I have had a fair bit of trouble with the zebras and not just because of the shade. If you are in NSW or Qld you will know of the lovely fruit fly! It is because of this pest that I usually only plant the smaller tomatoes (cherries and this year berries as well). It seems easier to control the fruit fly on these smaller tomatoes. 
But tempted by their lovely stripy skin and my already mentioned penchant for a fashionable ‘rainbow’ of tomatoes (just like the cook books) tempted me as did the claims of their fabulous flavour.  So I committed and, in an attempt to beat the fruit fly, searched for solutions.

I don’t spray - you probably guessed that by now. We are a small household and if I lose some produce to pests or birds then that’s fine – I grow enough. So this year, tempted by gluey plastic sheets, hung these up around the patch and very soon I was catching the blighters!  There is no poison, just a sticky yellow surface and fruit fly and other pests like white fly the house fly and mozzies get stuck. I cannot say that there have not been unintentional victims -  I have had the odd lady beetle and skink get stuck - but these have been very few (can count them on one hand) and I have plenty of unharmed lady beetles doing their own type of pest control for me.And plenty of skinks running thru the leaf litter and mulch.

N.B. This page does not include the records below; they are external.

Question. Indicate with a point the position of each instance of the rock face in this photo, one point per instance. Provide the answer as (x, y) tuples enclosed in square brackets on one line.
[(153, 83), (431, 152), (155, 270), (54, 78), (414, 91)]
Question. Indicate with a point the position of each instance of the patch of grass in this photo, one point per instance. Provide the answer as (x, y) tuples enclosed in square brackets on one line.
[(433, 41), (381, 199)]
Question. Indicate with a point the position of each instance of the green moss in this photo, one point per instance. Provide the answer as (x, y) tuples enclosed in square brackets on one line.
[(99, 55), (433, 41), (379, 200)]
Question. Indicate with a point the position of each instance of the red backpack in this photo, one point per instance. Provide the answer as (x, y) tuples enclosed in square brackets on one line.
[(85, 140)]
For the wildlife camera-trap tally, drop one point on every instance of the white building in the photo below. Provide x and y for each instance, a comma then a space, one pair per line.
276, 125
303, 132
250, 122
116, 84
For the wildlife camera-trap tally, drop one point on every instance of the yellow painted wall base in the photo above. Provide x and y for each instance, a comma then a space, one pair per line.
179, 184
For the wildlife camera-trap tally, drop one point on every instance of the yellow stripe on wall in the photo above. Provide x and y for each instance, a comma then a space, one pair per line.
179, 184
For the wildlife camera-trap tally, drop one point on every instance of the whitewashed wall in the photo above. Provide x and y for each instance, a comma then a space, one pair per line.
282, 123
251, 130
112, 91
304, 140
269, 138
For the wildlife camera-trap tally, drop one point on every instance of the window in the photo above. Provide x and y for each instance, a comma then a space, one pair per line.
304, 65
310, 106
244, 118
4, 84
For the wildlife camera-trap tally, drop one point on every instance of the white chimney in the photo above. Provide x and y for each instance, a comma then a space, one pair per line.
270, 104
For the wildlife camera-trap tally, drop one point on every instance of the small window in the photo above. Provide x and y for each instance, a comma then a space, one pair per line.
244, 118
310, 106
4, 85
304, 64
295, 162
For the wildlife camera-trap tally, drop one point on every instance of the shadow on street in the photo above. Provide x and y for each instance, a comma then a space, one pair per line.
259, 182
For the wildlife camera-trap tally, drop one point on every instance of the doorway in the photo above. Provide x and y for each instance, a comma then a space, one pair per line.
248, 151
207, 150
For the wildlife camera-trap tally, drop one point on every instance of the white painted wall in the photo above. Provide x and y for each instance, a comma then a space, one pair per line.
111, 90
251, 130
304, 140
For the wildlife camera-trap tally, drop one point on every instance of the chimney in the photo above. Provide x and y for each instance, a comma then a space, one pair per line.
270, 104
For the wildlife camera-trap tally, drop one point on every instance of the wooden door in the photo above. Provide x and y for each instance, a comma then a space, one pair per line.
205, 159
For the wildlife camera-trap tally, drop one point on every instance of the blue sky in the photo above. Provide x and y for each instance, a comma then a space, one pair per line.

These glue sheets, as well as bringing the fruit in before they are too ripe,  seems to have worked for some fruit but still the zebras are much more prone to fruit fly maggots than the little ones.

SPRING ONIONS
I rarely buy spring onions from the green grocer (cant actually remember the last time I did).  Instead I stagger planting spring onion seedlings thru the year.  Spring onions from the garden are a treat, when you pull then from the ground their hollow leaves pop.  When you cut them they have a juiciness and they taste sweeter than shop bought ones. I guess I have three lots of spring onion s in at the moment - all of different ages to keep me in supply.  Today I planted two more punnets.